The propulsive story of three scheming opportunists-a banker, a conman, and a woman with an extraordinary gift-whose lives collide in the wake of a devastating fire in the American West
For the citizens of Spokane Falls, the fire of 1889 that destroyed their frontier boomtown was no disaster; it was an opportunity. Barton Heydale, manager of the only bank in Spokane Falls, is out of step with the times. The people of Spokane Falls respect outlaws, not bureaucrats, and after six lonely years in Washington Territory, he wonders if it isn't time to end his short life. Until, that is, he sees an ember shimmering on the horizon, headed his way. The fire destroys Spokane Falls, but it gives Barton a reason to live. As citizens flock to the bank to cash out insurance policies and take out loans, it dawns on him that there is a way to command the power he craves-and it's not by following the rules.
When Quake Auchenbaucher, a career conman hired to investigate the cause of the fire, arrives in Spokane Falls, he employs his usual shady tactics. But this time, with Washington Territory vying for admission to the union, the sudden attention to due process jeopardizes Quake's methods of manipulation.

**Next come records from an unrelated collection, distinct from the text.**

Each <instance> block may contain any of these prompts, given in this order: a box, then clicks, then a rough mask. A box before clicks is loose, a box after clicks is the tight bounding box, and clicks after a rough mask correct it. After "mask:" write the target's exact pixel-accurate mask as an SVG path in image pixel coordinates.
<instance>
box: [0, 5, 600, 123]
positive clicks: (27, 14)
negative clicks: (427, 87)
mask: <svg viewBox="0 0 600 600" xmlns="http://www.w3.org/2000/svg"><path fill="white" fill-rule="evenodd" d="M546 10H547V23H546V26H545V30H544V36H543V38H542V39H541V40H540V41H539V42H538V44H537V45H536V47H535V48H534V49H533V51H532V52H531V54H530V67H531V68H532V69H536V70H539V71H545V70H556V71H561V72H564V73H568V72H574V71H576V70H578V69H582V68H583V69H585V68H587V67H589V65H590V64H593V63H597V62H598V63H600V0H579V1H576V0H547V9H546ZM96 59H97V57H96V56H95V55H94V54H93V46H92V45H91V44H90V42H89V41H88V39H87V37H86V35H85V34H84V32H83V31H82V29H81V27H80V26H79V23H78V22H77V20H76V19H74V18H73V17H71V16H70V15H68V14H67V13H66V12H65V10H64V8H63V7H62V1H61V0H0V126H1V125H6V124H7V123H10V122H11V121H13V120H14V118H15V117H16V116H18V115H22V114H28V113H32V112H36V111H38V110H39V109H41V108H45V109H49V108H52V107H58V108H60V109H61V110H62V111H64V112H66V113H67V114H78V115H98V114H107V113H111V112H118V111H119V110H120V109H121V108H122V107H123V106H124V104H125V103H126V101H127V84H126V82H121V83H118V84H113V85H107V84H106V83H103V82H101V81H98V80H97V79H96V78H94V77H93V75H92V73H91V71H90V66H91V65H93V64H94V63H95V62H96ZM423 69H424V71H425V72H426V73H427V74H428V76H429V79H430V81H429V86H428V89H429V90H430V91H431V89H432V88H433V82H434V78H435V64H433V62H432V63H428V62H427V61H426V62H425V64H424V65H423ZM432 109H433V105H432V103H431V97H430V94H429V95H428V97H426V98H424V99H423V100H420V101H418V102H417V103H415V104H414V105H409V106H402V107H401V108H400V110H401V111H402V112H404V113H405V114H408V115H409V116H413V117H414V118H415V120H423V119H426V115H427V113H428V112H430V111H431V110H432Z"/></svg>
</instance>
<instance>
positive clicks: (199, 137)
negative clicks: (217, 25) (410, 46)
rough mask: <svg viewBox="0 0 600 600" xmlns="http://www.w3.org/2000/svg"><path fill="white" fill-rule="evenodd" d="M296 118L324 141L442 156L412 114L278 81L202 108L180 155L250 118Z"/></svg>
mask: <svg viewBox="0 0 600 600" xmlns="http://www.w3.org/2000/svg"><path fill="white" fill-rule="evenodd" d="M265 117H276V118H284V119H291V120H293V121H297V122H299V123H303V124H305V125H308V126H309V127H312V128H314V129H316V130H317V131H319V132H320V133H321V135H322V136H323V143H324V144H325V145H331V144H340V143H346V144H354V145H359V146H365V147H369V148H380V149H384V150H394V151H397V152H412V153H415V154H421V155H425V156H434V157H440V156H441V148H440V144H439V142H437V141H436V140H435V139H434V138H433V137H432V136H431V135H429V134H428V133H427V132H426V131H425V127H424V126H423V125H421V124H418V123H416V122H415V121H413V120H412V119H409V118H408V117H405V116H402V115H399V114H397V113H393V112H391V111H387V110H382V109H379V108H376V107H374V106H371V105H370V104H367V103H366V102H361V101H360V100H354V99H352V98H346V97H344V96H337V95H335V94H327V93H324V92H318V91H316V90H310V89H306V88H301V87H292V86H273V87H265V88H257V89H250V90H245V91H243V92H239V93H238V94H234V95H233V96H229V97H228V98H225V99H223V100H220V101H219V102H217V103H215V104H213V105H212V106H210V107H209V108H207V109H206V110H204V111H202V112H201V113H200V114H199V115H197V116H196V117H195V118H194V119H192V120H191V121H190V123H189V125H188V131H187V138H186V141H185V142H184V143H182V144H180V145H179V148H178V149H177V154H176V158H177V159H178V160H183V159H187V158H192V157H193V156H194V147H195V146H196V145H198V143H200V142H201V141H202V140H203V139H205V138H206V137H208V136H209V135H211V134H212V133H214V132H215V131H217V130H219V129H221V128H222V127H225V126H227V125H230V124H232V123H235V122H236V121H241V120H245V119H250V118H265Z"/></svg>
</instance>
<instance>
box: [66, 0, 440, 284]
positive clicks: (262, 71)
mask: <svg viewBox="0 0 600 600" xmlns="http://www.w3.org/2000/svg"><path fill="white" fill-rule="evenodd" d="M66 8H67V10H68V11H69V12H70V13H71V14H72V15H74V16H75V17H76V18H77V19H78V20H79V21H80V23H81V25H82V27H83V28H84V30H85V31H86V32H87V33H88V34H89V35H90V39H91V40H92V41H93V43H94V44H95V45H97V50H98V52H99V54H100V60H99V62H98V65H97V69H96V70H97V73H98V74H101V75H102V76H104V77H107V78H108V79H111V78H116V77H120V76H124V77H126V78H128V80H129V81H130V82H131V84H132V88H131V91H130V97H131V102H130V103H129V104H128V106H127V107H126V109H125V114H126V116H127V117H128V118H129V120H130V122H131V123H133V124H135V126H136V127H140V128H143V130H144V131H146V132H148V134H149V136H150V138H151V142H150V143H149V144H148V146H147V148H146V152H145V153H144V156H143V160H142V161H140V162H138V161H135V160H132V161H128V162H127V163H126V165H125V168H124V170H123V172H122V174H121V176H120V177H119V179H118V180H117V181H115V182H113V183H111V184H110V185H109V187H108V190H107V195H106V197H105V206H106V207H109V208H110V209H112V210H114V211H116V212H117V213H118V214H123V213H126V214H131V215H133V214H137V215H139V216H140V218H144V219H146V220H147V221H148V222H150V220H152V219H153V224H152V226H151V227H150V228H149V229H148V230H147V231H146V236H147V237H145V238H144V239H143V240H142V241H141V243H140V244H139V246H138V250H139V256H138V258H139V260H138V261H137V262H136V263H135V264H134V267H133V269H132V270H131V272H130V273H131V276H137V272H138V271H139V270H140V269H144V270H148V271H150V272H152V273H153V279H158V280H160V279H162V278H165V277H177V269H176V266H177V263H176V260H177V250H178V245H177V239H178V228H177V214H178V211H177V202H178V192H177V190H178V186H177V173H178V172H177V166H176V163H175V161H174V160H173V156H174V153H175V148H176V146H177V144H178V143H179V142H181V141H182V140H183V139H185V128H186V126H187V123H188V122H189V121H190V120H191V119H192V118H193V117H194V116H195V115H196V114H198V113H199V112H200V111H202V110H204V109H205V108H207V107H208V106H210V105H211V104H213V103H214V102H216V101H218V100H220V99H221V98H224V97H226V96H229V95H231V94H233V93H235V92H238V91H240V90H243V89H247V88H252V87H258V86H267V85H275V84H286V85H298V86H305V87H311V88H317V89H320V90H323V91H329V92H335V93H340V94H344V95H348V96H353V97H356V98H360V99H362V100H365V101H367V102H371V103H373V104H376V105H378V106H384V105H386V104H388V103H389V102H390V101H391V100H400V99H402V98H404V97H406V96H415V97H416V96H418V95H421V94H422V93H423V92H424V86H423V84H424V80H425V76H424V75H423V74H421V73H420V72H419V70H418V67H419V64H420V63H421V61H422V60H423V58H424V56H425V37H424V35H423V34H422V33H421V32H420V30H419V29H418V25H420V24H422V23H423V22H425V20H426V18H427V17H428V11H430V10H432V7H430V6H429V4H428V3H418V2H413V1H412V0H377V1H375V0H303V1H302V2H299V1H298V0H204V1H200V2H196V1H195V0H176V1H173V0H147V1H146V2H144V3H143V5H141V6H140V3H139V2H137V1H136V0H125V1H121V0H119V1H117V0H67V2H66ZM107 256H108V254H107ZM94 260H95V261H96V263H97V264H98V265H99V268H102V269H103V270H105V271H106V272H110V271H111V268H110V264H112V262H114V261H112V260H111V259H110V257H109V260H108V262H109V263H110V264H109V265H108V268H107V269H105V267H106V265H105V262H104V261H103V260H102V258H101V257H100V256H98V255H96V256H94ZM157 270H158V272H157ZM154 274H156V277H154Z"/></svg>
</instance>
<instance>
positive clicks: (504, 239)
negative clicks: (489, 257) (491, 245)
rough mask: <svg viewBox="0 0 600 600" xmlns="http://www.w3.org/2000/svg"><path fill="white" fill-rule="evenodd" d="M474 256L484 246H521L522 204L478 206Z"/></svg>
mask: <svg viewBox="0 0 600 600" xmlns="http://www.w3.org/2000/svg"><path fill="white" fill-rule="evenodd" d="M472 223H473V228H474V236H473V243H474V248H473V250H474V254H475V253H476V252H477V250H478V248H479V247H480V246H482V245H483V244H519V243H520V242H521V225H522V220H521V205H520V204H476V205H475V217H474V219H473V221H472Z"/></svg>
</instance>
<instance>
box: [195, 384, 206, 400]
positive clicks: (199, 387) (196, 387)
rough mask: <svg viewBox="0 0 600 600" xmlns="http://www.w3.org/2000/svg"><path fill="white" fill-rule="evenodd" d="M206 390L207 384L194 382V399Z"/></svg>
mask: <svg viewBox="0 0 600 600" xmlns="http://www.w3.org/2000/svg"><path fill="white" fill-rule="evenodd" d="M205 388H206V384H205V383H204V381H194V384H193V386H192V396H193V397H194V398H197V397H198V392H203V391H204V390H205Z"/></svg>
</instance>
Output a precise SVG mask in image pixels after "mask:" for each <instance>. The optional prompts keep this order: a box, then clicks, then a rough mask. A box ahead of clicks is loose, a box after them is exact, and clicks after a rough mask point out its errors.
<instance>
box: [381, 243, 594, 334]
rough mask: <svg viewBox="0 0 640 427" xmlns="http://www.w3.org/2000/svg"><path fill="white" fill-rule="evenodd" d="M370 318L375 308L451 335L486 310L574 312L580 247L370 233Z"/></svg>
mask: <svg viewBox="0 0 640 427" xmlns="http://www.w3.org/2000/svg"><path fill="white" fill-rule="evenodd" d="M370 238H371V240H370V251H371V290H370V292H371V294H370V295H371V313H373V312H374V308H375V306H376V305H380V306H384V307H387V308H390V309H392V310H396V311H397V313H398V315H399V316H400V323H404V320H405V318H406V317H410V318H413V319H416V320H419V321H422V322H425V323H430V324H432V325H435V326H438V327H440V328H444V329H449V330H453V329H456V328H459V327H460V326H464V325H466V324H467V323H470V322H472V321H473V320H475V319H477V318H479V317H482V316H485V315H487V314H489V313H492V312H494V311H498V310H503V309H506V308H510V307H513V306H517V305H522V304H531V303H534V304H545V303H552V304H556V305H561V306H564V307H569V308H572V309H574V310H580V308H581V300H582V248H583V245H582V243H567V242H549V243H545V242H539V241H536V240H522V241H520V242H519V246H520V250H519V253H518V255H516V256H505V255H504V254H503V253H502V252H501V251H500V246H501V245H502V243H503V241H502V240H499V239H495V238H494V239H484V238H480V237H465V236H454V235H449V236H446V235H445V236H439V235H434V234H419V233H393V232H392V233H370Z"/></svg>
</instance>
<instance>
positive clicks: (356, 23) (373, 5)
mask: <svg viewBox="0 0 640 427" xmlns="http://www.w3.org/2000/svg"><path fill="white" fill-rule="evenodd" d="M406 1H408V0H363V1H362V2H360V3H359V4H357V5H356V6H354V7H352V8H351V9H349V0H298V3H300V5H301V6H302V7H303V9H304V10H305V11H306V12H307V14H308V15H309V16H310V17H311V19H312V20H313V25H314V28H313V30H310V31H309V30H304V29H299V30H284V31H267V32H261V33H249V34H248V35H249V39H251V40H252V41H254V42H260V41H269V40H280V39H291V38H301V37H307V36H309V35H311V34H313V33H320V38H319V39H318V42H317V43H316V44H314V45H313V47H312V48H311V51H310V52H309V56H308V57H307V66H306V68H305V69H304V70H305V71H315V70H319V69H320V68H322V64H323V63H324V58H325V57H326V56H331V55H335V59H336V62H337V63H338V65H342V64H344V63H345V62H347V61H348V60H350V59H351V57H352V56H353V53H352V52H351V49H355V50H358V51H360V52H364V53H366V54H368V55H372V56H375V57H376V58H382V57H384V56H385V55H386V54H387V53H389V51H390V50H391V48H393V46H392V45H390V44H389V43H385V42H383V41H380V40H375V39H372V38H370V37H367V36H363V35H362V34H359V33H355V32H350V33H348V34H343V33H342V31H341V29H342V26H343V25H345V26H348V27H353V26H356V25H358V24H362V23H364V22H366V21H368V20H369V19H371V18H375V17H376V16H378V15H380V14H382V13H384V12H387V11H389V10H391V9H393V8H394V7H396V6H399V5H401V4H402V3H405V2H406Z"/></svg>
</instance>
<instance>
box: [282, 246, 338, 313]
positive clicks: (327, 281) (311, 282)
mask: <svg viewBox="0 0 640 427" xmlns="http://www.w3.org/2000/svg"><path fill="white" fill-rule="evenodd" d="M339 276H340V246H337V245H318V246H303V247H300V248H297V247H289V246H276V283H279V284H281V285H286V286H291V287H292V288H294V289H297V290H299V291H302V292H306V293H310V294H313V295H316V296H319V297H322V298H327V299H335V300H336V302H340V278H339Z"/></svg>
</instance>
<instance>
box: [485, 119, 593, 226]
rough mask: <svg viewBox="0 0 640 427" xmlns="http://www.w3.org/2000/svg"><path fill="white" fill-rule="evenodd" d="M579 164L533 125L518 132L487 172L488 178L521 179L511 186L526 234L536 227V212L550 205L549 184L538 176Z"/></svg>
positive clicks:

And then there's Roslyn Beck, whose uncanny ability to see the future has long driven her to drink, and with whom both Barton and Quake have fallen madly and dangerously in love. She is known as a "certain kind of woman," and she possesses the power to change the world, for better or worse. As their paths collide, diverge, and collide again, Barton, Quake, and Roslyn come to terms with their own needs for power, greed, and control, leading one to total ruin, one to heartbreak, and one, ultimately, to redemption.
With masterful precision, devious originality, and dark whimsy, Fire Season freshly imagines the greed, misrule, and misogyny of the American West to tell a rollicking, bewitching story about how to find order in lawlessness, retribution in toxic masculinity, and purpose in the face of injustice.